ATHENS – After every game, Georgia’s offensive linemen are issued grade sheets, which include comments from the coaches. Center Brandon Kublanow was asked Monday if the one he saw after Saturday’s included any cursing.
“Nah,” he said, chuckling. “Nothing too crazy.”
But nothing very laudatory, it’s safe to assume.
Georgia’s blocking – by everybody, not just the front five – emerged as a huge problem in the team’s uncomfortably close win over Nicholls State. Kublanow, so far the lone offensive lineman available to the media since the game ended, was offered up the worry on the front of many Georgia fans’ minds in the aftermath of that game:
If you’re going to struggle blocking against Nicholls State, that doesn’t bode well for the rest of the year.
“I don’t believe that,” Kublanow said. “Your performance isn’t based off of one Saturday. You know, things change during the week. Guys get better, guys will improve, and that’s what we’ll focus on.”
It’s up to Kirby Smart and his coaches to decide if any personnel changes need to be made. For the players, the task is determining what went wrong against Nicholls State, when Georgia’s line failed to get a push, and the outside blockers didn’t open lanes.
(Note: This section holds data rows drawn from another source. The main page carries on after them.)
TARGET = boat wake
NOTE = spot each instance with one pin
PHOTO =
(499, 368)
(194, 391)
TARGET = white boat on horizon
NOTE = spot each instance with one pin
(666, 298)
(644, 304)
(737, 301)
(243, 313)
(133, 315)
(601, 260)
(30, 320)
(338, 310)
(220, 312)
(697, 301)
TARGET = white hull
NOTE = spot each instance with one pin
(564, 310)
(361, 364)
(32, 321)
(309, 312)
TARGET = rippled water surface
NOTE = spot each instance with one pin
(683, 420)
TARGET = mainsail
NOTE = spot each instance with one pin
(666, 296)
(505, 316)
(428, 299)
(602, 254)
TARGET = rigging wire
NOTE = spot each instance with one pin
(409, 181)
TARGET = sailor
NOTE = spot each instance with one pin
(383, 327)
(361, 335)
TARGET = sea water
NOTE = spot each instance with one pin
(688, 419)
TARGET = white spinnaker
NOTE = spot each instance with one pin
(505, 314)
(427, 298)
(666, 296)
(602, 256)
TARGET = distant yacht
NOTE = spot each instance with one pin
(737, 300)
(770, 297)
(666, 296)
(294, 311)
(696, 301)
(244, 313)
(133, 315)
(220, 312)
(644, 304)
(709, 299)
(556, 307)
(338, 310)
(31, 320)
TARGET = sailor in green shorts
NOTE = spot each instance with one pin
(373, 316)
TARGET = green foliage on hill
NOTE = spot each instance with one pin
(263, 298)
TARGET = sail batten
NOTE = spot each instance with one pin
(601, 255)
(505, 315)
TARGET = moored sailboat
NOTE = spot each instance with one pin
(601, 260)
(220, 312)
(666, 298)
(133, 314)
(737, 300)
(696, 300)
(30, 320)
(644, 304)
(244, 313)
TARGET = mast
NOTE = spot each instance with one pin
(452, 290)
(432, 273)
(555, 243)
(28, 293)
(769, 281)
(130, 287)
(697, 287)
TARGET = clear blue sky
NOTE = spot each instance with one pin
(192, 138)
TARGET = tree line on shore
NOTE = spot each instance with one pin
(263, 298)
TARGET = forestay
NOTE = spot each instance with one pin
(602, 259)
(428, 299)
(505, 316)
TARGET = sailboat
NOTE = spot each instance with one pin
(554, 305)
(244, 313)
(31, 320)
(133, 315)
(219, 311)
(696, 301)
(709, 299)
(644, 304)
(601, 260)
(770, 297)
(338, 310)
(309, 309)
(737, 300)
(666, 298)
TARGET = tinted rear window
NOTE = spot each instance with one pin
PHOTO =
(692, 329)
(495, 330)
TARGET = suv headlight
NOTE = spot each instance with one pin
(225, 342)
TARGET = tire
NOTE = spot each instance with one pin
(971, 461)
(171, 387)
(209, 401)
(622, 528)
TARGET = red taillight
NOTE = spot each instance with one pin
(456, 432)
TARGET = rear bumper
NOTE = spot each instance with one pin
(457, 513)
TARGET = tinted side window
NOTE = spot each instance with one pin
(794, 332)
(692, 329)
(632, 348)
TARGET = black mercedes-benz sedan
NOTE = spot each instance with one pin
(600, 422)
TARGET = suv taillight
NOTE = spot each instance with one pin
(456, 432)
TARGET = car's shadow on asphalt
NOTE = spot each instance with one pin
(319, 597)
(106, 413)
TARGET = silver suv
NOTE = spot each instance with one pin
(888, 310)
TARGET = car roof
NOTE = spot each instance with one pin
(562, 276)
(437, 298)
“Coaches said it: We got out-hit, and you don’t want to have that against anybody,” tight end Jeb Blazevich said.
Georgia’s run game was stifled almost throughout the 26-24 win, with star tailback Nick Chubb being held to less than one-third of the 222 yards he gained against North Carolina.
Blazevich and Kublanow both diagnosed one problem last week: Is practice better another way of saying practice harder? Not necessarily, according to Blazevich.
“I feel like our effort was great. I think it’s just continuing to just focus on the details,” Blazevich said. “You can’t get slack in the details, the little things.”
Blazevich used the example of making the right step as you’re approaching a block. Not paying enough attention to little details like that was missing last week, he said.
“Yeah, definitely in the preparation, just a ton of different things, but we need to practice better,” Blazevich said. “I think that’s one of the main key points heading into this week, starting with today. We need to practice physical and develop that identity at practice.”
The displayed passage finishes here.